Applications of the Arithmetic-Geometric and Holder Inequalities for Unitarily Invariant Norms

Let \(A_{i},B_{i},X_{i}\) and \(Y_{i}\) be \(n\times n\) complex matrices such that \(X_{i}\) and \(Y_{i}\) are positive, \(i=1,2,...,n\), \(p,q>1\) where \(\frac{1}{p}+\frac{1}{q}=1\), \(\alpha \in \left[ 0,1\right] \) and \(r\geq 0\).
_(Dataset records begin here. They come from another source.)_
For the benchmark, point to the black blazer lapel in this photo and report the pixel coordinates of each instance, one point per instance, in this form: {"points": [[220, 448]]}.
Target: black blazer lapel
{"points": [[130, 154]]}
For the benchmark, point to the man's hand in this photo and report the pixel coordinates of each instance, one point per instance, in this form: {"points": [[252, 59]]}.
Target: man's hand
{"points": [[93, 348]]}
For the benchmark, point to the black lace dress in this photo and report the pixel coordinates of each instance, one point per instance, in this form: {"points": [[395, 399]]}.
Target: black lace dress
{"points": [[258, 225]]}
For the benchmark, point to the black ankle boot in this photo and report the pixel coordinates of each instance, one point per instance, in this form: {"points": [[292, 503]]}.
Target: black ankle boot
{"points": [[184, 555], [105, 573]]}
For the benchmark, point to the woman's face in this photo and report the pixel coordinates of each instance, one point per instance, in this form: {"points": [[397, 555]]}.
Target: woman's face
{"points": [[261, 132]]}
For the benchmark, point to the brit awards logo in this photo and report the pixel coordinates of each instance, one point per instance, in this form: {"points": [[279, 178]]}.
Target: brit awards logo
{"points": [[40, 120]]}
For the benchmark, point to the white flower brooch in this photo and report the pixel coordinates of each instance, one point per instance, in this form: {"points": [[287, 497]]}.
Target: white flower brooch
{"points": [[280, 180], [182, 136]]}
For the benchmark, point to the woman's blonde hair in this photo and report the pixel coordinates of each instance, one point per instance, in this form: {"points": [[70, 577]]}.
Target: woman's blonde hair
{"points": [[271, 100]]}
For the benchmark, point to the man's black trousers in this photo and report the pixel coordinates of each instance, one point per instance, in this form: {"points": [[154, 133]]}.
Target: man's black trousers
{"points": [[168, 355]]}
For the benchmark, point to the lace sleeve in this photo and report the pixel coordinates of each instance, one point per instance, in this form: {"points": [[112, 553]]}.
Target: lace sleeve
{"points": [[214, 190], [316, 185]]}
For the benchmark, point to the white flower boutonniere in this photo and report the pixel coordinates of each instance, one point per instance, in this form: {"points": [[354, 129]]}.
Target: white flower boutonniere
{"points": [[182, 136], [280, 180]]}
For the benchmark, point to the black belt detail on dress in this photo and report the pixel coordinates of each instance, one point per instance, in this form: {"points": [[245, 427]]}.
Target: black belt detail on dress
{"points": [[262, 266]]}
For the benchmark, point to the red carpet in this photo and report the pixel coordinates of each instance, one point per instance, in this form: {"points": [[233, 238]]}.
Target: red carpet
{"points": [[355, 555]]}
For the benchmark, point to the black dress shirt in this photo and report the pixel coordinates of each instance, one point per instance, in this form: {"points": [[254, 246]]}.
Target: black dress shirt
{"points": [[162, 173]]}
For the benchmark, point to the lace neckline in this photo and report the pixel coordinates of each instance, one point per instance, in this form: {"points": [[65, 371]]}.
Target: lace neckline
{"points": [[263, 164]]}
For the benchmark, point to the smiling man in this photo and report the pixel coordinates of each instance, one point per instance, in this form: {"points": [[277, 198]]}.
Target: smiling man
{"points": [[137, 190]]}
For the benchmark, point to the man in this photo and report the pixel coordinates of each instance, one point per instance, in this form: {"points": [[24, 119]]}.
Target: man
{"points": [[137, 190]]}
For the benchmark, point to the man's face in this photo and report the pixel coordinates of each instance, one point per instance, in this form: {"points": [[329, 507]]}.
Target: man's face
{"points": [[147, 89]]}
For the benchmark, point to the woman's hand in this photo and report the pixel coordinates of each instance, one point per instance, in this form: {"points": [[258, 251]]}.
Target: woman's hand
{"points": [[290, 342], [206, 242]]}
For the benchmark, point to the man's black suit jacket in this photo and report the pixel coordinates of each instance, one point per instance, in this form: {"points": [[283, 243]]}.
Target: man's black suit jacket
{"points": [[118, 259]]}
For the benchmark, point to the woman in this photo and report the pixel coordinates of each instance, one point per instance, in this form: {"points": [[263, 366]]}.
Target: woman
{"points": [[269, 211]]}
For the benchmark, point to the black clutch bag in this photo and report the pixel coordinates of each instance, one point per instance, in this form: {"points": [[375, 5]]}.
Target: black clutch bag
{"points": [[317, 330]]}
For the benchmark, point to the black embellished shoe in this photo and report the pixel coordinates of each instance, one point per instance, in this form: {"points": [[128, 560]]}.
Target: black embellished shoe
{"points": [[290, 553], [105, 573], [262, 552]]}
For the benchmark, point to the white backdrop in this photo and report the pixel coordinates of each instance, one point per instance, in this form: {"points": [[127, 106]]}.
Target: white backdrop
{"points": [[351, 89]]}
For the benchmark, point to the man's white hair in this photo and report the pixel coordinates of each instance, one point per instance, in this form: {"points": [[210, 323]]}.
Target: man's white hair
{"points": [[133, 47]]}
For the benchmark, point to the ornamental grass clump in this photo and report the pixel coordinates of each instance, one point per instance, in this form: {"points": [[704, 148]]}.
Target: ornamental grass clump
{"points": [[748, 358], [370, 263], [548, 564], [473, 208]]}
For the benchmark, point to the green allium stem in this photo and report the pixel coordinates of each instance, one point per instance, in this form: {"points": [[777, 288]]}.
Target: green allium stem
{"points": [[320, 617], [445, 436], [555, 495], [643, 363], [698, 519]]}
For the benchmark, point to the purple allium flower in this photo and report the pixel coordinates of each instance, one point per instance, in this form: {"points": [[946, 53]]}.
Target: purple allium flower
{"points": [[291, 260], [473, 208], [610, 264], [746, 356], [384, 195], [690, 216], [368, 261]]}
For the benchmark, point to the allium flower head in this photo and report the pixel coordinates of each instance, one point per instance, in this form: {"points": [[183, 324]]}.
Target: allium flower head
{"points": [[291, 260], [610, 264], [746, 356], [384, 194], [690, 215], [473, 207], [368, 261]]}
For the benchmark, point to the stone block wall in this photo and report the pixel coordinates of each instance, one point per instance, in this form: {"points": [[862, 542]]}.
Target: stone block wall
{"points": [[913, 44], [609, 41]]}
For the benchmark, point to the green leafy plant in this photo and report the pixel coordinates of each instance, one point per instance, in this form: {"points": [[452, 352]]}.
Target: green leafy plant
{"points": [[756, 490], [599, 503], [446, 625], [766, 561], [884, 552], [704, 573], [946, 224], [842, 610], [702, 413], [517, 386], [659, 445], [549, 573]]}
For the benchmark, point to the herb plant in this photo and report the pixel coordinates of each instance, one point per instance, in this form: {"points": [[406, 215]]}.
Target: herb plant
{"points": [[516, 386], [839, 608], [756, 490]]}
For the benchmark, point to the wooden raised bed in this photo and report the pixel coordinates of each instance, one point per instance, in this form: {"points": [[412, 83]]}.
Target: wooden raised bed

Then \[ \left \vert \left \vert \left \vert \left \vert \sum \limits_{i=1}^{n}A_{i}X_{i}^{1/2}Y_{i}^{1/2}B_{i}^{\ast }\right \vert ^{r}\right \vert \right \vert \right \vert \leq \left \vert \left \vert \left \vert \left( M(\alpha )\right) ^{\frac{rp}{2}}\right \vert \right \vert \right \vert ^{1/p}\left \vert \left \vert \left \vert \left( M(1-\alpha )\right) ^{\frac{rq}{2}}\right \vert \right \vert \right \vert ^{1/q}, \] where \[M(\alpha )=\left \vert \left[ \begin{array}{cccc} \sqrt{\alpha }A_{1}X_{1}^{1/2} & \sqrt{\alpha }A_{2}X_{2}^{1/2} & \cdots & \sqrt{\alpha }A_{n}X_{n}^{1/2} \\ \sqrt{1-\alpha }B_{1}Y_{1}^{1/2} & \sqrt{1-\alpha }B_{2}Y_{2}^{1/2} & \cdots & \sqrt{1-\alpha }B_{n}Y_{n}^{1/2} \end{array} \right] \right \vert ^{2}.\] Several new results follow as special cases of this general inequality.